Not all volunteers want a job in free software, actually I'd say most of
them do not look for a job in the field. Either they already have a
satisfactory job, or they just do it for fun.

> Those volunteer opportunities are where most of the action
> is.   The projects in the "best bet for help getting a job" category
> are a narrow set of all projects, heavily influenced by the 
> actions of the vendors and their studio-system celebs.
> They largely define, month to month, "what's cool to hack on".

This appeals only those "volunteers" that see contributing *only* as a
method to get publicity. Although I stated that I had that in mind too
at some point, I have to say that has never been my drive to work on
free software projects. It was just a nice collateral effects.

> They are mostly in the business of supporting a platform for
> non-free software.  They mostly compete by not paying for
> large amounts of the new code they use each month.

Care to make examples please?

> Meanwhile, you and 10,000 other guys are putting all of
> your "donating" efforts into that narrow range of 
> projects, completely ignoring the question of which projects
> are the most tactically important to eliminating proprietary
> software -- all while putting money in the pockets of
> shareholders of a few vendors.

So far when I decided to partecipate in a project or start one, I did it
because it appealed me or I found it interesting in some way.

In my experience the projects that are driven or started by vendors is
an incredibly small amount with respect to the total sum of projects.
And most of them require paid developers because volunteers have no
interest in them. There are notable exceptions, but I'd like you to show
some facts before drawing conclusions because I do not agree at all with
your feeling.

> > Also let's not forget that one of the rewards is getting back a lot of
> > free software from other volunteers or paid programmers alike.
> >   
> Yes, but *what* free software?   That which makes the most
> sense or that which happens to "fall of the back of the truck"
> the vendors use to deliver their platform for proprietary software?

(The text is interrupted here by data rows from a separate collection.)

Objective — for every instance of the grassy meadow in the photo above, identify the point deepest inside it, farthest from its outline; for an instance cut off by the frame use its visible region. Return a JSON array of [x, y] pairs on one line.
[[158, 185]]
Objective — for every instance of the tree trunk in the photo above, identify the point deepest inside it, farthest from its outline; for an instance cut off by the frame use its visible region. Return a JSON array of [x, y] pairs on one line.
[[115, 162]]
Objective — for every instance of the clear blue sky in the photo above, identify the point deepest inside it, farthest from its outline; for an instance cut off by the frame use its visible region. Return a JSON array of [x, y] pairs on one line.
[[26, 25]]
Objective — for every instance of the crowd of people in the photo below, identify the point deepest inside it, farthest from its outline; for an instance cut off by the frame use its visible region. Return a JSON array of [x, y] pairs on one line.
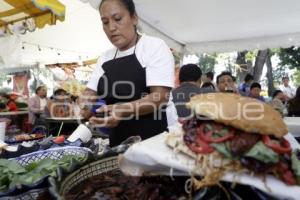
[[285, 100], [135, 79]]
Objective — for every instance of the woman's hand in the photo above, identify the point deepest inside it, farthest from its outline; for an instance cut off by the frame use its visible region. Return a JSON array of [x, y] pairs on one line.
[[85, 102], [111, 116]]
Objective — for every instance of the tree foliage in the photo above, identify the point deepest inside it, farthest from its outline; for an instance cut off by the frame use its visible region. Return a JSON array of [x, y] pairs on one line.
[[207, 62], [290, 57]]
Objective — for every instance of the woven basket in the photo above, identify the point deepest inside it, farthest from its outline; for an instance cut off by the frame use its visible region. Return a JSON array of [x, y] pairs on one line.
[[54, 154], [87, 171], [32, 191]]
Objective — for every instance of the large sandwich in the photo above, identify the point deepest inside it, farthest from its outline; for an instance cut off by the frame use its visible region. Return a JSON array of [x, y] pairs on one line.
[[233, 133]]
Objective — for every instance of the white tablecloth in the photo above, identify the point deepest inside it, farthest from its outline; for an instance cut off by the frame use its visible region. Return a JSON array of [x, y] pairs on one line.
[[153, 155]]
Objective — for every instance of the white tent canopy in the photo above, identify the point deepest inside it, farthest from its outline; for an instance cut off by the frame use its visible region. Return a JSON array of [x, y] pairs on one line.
[[78, 38], [219, 26], [189, 25]]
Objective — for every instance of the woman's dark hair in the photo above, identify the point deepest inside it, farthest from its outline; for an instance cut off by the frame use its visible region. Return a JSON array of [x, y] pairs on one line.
[[38, 89], [248, 78], [276, 92], [298, 93], [255, 85], [2, 106], [60, 92], [210, 75], [128, 4], [224, 73], [208, 85], [189, 72]]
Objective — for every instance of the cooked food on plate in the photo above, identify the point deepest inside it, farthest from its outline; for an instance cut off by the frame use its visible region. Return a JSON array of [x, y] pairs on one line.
[[233, 133]]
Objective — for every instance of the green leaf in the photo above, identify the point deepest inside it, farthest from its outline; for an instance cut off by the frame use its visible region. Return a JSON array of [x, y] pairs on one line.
[[296, 164], [262, 153], [222, 148]]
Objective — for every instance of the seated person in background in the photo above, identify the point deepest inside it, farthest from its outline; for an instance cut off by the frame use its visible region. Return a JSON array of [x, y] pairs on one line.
[[255, 90], [244, 88], [287, 89], [60, 105], [208, 85], [75, 106], [190, 81], [11, 103], [4, 119], [278, 101], [294, 105], [37, 104], [225, 82]]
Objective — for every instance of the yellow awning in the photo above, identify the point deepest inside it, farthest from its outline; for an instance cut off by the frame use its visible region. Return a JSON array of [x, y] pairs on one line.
[[41, 11]]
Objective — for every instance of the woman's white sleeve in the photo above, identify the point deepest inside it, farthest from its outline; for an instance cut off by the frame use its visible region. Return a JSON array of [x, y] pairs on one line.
[[160, 69], [96, 74]]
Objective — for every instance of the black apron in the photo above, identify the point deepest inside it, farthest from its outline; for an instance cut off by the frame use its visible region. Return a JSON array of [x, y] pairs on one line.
[[128, 72]]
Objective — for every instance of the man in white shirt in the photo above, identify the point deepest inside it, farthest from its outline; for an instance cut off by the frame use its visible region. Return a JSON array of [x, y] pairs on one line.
[[287, 90], [37, 104]]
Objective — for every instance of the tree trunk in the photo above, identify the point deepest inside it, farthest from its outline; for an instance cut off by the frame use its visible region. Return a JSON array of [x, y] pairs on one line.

Uhmm I didn't know that Debian used to distribute software that happened
to "fall of the back of the truck" of vendors , I must have been living
in a different place the last years.

But working for a vendor I can tell you that the amount of software that
would be nice to have for enterprises needs is not even close to what
the volunteers community usually is interested with.
Volunteers tend to volunteer to whatever project they like or find
useful for themselves, they are certainly not coerced to provide help to
vendors on projects they do not care about.

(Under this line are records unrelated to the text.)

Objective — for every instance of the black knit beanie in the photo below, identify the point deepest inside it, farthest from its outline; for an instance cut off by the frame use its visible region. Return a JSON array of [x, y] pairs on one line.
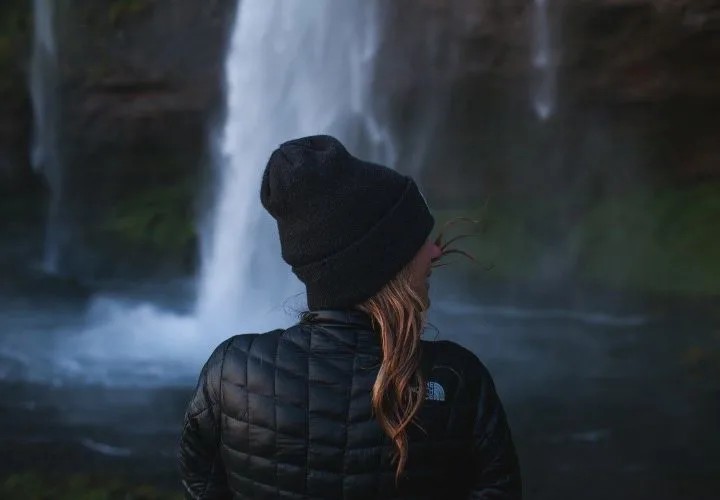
[[347, 226]]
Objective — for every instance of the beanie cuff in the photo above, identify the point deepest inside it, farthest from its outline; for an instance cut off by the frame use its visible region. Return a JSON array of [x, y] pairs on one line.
[[356, 273]]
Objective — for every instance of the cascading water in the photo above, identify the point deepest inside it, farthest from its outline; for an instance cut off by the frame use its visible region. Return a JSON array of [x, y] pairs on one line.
[[542, 61], [45, 155], [294, 68]]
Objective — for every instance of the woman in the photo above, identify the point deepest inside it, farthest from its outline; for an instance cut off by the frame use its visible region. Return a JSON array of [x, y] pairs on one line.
[[348, 403]]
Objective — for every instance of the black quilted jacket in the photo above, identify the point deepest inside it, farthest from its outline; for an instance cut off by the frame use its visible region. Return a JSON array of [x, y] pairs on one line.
[[287, 414]]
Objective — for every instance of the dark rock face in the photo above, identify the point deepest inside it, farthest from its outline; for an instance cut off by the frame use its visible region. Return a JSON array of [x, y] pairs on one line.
[[141, 88], [636, 95]]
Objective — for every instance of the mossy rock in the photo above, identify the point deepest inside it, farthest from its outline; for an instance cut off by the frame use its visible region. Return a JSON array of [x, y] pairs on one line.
[[160, 218], [656, 241]]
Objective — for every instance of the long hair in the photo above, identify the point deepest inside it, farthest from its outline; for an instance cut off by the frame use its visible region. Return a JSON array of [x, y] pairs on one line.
[[398, 317]]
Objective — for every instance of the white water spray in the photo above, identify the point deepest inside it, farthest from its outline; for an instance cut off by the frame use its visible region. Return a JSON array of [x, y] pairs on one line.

> > Most people get back ample rewards/returns even if it is not money.
> > 
> > Show me evidence of the contrary please.
> > 
> >   
> I have been.   Please see it.

Sorry, I guess I either fail to see it, or you failed to provide
evidence. I see you provided opinions, but they are not facts until you
get some real world data to sustain your thesis.

So far only Chris provided some data, and his data does not agree with
your vision (and you discarded it as irrelevant for that).